Le 18 janvier, Marine Le Pen rencontrait Macky Sall, le président du Sénégal, dans son palais présidentiel de Dakar, point d’orgue d’une visite de trois jours.
La séquence est passée complètement inaperçue : un seul média, Le Point, était informé et la France préparait la première journée de mobilisation contre la réforme des retraites. Le service après-vente était aussi délicat : Macky Sall a refusé qu’une photo de l’audience soit diffusée ou de commenter l’entretien.
Mais pour la présidente du groupe du Rassemblement national (RN) à l’Assemblée, toujours en quête d’une stature internationale en vue d’une quatrième candidature à l’élection présidentielle, le simple fait de pouvoir revendiquer un échange en tête-à - tête avec le chef d’Etat d’un pays ami valait reconnaissance de son statut de première opposante.
Mme Le Pen a aussi rendu visite à des entreprises, à un hôpital et aux forces françaises, et tenu son discours de rupture avec la « Françafrique», un programme proche de celui de son voyage au Tchad, en 2017. Retour sur les coulisses de ce séjour au pays de la Teranga, qui collent mal avec son soutien revendiqué au « souverainisme africain» et la fin de l’ingérence française.
L’entremetteur : Philippe Bohn et l’’entrevue avec Macky Sall
Au Sénégal, Philippe Bohn a accompagné la délégation du RN en restant en retrait. C’est grâce à lui, toutefois, que la cheffe de file du parti a pu rencontrer le président en exercice de l’Union africaine – depuis le 18 février, la fonction est occupée par le président des Comores, Azali Assoumani.

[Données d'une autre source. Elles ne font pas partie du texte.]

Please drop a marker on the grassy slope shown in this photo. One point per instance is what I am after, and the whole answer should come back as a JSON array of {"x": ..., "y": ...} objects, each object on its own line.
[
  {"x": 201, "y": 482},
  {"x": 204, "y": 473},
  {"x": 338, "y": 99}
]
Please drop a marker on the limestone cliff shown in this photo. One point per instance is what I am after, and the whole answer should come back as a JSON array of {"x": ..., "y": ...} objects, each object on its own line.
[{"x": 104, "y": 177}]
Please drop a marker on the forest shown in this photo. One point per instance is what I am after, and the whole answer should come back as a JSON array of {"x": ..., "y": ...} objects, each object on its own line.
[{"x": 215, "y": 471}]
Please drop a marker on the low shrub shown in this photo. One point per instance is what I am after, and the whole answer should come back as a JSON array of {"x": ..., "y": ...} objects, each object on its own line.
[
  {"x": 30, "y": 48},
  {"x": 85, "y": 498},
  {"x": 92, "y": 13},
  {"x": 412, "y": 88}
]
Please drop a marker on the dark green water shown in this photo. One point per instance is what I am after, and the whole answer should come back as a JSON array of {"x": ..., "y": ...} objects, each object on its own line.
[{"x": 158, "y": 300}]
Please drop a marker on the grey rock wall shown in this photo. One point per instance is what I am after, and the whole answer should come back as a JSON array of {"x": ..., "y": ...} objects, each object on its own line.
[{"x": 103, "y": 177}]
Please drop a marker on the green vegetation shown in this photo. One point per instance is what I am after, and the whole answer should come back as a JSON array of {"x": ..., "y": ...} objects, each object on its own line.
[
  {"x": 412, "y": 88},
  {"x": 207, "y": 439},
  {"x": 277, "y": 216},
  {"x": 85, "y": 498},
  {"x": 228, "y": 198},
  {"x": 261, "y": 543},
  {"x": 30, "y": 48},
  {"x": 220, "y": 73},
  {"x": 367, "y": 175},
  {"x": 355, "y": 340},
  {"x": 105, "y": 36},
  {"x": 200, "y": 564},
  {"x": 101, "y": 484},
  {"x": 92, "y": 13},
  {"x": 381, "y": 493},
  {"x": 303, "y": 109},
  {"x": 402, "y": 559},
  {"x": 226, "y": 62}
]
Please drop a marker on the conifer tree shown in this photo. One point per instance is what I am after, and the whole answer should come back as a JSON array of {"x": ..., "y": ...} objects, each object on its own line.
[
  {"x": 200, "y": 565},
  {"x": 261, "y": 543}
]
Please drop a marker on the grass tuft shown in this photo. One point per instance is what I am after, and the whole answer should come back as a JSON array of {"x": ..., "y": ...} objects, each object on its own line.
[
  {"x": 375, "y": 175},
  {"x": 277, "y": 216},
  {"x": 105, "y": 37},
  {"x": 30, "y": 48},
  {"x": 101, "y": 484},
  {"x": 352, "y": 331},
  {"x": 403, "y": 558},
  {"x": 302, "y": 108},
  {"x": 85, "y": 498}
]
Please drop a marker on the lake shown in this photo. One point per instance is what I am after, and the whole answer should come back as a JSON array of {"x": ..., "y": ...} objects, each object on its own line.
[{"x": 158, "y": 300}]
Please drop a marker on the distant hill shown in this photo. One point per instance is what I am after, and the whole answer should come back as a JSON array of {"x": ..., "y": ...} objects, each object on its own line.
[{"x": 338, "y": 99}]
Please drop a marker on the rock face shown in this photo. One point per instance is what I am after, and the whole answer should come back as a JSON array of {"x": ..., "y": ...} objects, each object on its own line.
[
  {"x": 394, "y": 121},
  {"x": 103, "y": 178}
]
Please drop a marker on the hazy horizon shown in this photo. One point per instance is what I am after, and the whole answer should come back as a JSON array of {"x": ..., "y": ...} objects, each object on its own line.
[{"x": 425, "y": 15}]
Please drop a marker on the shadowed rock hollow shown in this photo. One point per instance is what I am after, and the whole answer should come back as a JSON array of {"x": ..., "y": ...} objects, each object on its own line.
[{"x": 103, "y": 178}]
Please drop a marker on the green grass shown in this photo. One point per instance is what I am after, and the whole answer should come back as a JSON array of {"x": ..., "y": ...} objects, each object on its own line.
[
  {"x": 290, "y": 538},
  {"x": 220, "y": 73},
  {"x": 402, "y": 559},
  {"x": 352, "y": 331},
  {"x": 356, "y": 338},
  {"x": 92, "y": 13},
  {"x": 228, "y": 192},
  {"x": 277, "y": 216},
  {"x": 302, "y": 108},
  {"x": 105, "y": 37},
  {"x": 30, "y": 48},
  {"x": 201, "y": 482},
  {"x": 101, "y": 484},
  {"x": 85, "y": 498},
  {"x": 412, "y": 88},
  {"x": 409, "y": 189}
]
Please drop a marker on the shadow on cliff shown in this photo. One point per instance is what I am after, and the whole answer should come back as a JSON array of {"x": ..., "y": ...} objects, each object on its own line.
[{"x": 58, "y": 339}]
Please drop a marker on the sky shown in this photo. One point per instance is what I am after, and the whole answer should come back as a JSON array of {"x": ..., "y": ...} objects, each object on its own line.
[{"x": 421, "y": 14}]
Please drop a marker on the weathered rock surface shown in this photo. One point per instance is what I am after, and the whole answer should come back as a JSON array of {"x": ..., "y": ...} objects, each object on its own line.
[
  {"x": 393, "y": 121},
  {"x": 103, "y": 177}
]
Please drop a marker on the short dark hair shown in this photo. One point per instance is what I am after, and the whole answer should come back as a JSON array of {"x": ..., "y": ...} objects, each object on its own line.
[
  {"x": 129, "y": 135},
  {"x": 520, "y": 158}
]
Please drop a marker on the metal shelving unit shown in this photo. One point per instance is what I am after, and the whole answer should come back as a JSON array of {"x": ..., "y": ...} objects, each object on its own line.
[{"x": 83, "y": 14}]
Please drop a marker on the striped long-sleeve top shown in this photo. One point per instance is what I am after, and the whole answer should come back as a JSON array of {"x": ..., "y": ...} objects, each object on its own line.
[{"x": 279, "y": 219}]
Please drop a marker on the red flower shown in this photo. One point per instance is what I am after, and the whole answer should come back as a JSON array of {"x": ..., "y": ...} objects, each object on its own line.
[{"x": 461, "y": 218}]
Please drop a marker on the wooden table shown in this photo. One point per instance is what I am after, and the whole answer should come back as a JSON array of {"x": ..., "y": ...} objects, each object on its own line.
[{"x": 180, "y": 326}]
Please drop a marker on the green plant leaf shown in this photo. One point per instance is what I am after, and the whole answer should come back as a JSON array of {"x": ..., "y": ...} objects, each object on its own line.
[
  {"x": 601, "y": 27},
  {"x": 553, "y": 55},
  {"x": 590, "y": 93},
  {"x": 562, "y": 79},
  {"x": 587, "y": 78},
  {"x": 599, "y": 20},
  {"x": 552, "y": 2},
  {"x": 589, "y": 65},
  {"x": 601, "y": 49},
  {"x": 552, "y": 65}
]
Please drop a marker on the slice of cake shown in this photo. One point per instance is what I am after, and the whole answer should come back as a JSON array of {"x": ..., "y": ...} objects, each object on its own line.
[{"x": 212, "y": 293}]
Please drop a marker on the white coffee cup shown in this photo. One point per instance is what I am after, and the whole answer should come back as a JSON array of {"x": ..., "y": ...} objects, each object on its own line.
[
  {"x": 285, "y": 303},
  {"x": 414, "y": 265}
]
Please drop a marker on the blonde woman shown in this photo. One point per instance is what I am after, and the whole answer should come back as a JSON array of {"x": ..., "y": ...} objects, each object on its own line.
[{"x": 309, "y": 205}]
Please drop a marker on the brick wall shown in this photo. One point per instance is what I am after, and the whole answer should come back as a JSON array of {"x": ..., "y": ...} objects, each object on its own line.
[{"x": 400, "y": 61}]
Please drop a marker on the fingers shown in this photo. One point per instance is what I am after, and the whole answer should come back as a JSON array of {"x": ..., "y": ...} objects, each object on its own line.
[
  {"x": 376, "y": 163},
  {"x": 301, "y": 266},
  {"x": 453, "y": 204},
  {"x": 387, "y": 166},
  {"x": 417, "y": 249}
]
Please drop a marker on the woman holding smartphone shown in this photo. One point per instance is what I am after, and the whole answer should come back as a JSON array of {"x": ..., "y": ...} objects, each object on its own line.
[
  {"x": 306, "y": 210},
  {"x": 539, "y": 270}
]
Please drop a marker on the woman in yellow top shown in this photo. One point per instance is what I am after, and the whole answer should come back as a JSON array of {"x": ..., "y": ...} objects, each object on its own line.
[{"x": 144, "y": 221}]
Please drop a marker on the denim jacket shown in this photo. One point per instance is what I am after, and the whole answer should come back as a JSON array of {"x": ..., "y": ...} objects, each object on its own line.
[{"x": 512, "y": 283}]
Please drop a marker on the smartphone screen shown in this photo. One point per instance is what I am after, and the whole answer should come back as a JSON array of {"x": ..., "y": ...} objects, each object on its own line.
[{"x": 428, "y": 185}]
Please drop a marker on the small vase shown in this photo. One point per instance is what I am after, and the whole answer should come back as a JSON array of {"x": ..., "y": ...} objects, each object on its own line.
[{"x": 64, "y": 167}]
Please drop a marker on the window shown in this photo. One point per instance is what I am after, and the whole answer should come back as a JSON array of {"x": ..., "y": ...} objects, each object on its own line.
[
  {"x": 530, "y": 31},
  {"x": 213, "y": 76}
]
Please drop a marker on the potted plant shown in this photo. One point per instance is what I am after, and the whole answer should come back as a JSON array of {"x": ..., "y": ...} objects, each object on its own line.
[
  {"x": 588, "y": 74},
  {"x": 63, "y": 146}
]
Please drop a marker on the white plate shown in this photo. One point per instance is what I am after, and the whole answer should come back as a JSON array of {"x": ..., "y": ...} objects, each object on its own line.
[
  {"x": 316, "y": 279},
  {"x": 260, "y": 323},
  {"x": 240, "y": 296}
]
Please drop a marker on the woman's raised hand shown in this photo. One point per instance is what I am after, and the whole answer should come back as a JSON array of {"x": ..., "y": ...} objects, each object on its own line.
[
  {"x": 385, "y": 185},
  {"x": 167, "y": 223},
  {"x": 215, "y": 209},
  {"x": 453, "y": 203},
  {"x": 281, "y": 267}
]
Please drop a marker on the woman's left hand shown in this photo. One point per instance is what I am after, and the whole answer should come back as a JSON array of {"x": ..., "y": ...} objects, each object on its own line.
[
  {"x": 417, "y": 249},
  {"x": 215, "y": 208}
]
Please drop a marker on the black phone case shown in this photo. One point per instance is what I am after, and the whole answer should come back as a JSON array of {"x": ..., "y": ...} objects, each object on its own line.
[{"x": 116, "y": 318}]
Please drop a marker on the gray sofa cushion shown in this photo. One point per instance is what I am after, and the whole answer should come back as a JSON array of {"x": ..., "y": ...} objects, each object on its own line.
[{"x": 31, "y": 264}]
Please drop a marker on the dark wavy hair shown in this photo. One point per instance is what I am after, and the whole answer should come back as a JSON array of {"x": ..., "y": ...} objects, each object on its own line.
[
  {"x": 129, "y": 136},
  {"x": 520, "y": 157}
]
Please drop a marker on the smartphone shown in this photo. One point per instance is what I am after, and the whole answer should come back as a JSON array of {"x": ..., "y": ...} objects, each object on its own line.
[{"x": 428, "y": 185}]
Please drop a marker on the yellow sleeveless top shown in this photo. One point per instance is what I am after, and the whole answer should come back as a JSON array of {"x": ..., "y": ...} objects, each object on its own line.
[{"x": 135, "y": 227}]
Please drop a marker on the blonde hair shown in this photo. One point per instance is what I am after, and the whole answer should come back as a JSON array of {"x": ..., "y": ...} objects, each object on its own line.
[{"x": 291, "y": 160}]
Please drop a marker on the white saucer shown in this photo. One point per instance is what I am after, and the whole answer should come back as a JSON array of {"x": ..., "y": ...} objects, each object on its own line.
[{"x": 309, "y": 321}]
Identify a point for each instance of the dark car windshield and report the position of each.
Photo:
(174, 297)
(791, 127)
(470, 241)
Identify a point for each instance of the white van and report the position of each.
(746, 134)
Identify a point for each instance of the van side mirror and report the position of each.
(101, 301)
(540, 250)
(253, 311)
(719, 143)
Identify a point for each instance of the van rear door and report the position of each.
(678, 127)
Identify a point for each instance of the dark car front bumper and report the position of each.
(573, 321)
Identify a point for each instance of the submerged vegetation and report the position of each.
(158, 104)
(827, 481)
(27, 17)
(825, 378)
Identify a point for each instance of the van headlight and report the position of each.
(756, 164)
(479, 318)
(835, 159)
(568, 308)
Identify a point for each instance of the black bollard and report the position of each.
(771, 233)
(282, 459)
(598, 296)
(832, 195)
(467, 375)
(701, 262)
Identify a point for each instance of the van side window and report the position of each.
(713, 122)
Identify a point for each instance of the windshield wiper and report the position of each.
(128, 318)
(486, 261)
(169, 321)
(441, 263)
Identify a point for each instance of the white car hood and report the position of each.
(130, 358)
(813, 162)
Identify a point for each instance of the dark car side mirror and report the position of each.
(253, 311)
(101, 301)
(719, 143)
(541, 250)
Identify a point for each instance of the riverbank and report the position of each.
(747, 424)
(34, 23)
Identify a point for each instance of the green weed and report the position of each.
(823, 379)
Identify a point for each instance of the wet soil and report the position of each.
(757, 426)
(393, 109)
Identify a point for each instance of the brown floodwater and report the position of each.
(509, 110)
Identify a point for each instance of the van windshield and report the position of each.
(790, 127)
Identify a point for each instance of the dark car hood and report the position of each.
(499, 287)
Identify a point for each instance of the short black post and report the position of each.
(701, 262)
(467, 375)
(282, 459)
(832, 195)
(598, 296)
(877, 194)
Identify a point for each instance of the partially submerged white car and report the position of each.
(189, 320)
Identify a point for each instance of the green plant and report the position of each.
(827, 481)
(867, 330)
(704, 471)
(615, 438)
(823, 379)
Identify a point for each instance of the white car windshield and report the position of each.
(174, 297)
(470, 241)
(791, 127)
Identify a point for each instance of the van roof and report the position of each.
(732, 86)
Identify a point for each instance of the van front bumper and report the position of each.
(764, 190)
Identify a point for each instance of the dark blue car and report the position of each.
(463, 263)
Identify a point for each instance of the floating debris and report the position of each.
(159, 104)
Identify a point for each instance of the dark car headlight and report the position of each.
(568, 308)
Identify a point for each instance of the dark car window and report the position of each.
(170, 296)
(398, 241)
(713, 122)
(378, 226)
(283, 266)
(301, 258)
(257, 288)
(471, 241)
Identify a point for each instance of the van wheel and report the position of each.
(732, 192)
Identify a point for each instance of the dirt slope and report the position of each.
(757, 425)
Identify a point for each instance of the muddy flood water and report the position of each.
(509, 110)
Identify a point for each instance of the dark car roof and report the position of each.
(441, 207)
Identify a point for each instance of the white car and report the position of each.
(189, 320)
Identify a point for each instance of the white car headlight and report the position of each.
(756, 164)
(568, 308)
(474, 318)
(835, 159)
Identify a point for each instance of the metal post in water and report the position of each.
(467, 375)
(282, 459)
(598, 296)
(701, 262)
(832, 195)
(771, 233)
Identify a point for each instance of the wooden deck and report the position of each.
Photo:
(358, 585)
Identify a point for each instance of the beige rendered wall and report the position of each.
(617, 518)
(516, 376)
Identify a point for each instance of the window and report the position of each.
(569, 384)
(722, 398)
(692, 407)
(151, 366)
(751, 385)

De source présidentielle à Dakar, on précise que Marine Le Pen devait, à l’origine, rencontrer d’autres personnalités politiques. Face à l’insistance de celle-ci et de M. Bohn, le président a consenti au rendez-vous, à condition qu’aucune publicité n’en soit faite, signe que la respectabilité de la députée d’extrême droite reste à parfaire en Afrique.
L’entourage de Macky Sall a refusé de confirmer l’entretien durant plusieurs jours. Il a accepté qu’une photo de l’entrevue soit prise pour un usage ultérieur, laisse entendre Philippe Bohn.
Après avoir laissé retomber l’émotion suscitée par ce tête-à - tête, l’entourage du président justifie la rencontre par l’évolution du statut de Mme Le Pen dans le paysage politique français :
« On ne peut pas ignorer ce parti. Marine Le Pen pourrait être la prochaine présidente, il faut lui parler. On ne peut pas laisser un Etat ami décider de qui doivent être nos amis. » Hamidou Kassé, conseiller de M. Sall, n’y voit pas de contradiction avec les convictions du président, qui « s’indigne du traitement des migrants, réaffirme le droit à la libre circulation et plaide pour l’assouplisse- ment des conditions d’entrée dans l’espace européen».
« Le chef de l’Etat peut recevoir n’importe qui pour réaffirmer les positions du Sénégal», poursuit-il. Marine Le Pen a-t-elle affirmé les siennes, radicalement différentes ?
Dans l’entretien télévisé accordé à la chaîne nationale ITV, elle n’en dit mot : « Nous avons, lors de ce rendez-vous, parlé la même langue », assure-t-elle.
Selon elle, les échanges, durant une heure, ont porté sur la place de l’Afrique dans le concert des nations – elle souhaite, comme Emmanuel Macron, que le continent ait un membre permanent au Conseil de sécurité de l’ONU, et désigne le Sénégal – et les relations entre Paris et Dakar.